Greetings. I'm making a late reply.
I would like to know how to measure the performance of ksoftirqd, if OP could tell me how he got known the bottleneck is at ksoftirqd, please.
I'm asking because I'm using NIC scaling, but I don't know if it's working: https://github.com/raspberrypi/linux/bl ... caling.txt
The following info might be redundant for you guys, just jump when you already know it please
When the Ethernet chip receive a packet, it would directly write it to memory (e.g. DMA), then send a signal to CPU (e.g. interrupt).
However, under Linux, CPU at this point will not process the packet at once. It would schedule a plan about the packet, then go back to its own previous job.
At some time point in the future, the CPU would be idle, so she read the plan, start a kernel thread, and process the packet. This kernel thread is ksoftirqd.
In 32 bits official kernel, by default, the CPU core who received this packet's signal at the very beginning, would also do the ksoftirqd.
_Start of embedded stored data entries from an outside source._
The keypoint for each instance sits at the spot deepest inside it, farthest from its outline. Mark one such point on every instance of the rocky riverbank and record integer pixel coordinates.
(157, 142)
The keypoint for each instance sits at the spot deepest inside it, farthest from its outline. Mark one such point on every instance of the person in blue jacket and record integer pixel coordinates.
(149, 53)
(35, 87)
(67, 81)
This means even there are 4 cores, all Ethernet incoming processing goes to core zero.
There is a patch in official 64 bits kernel which would distribute the signal to all 4 cores: https://github.com/raspberrypi/linux/co ... ccbe8461e2
But I guess we won't get a official release in near future.
Then here comes another distributing solution, the Receive Packet Steering.
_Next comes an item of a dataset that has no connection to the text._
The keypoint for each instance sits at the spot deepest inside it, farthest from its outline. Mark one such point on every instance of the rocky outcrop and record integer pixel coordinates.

The idea is that when core zero making the plan, she plan the ksoftirq job to another core.
So even core zero receive all the signal, the actual processing would be distributing around all 4 cores.
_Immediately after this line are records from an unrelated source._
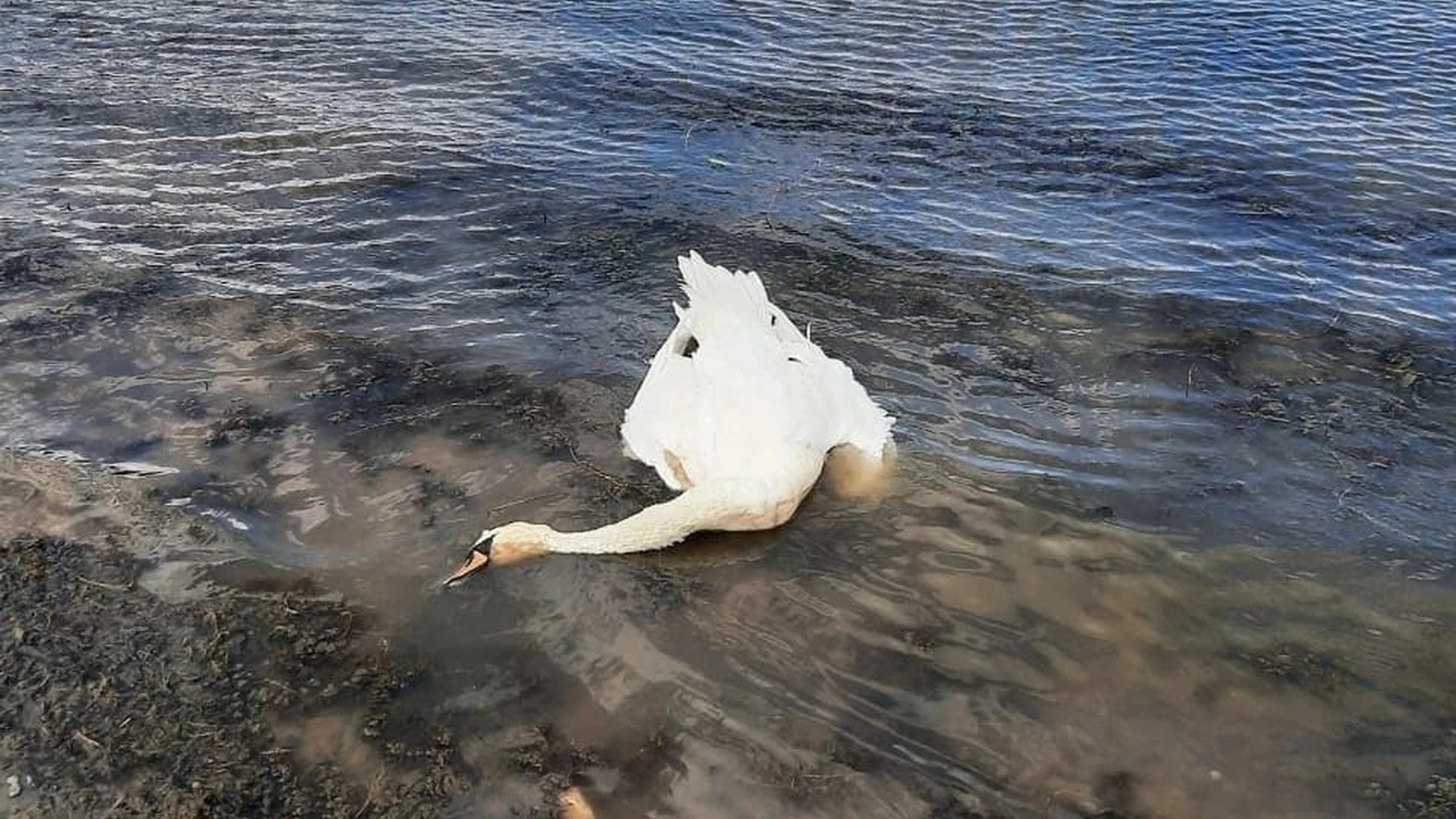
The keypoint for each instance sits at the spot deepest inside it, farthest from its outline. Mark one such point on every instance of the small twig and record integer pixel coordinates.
(504, 506)
(88, 741)
(34, 653)
(369, 796)
(598, 471)
(112, 586)
(114, 806)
Other detail and other technique could be found in that NIC scaling document at the beginning of this post.
I have a Pi 2 V1.1 router, who has a script like this:
Code: Select all
echo $SOCK_FLOW_ENTRIES > /proc/sys/net/core/rps_sock_flow_entries
echo $CPUS > /proc/sys/net/core/flow_limit_cpu_bitmap
for DEVICE in /sys/class/net/*
echo $CPUS > "$DEVICE/queues/rx-0/rps_cpus"
echo $SOCK_FLOW_ENTRIES > "$DEVICE/queues/rx-0/rps_flow_cnt"
I don't know if it really make a difference. So if you could tell me how to measure ksoftirqd performance, I would be happy.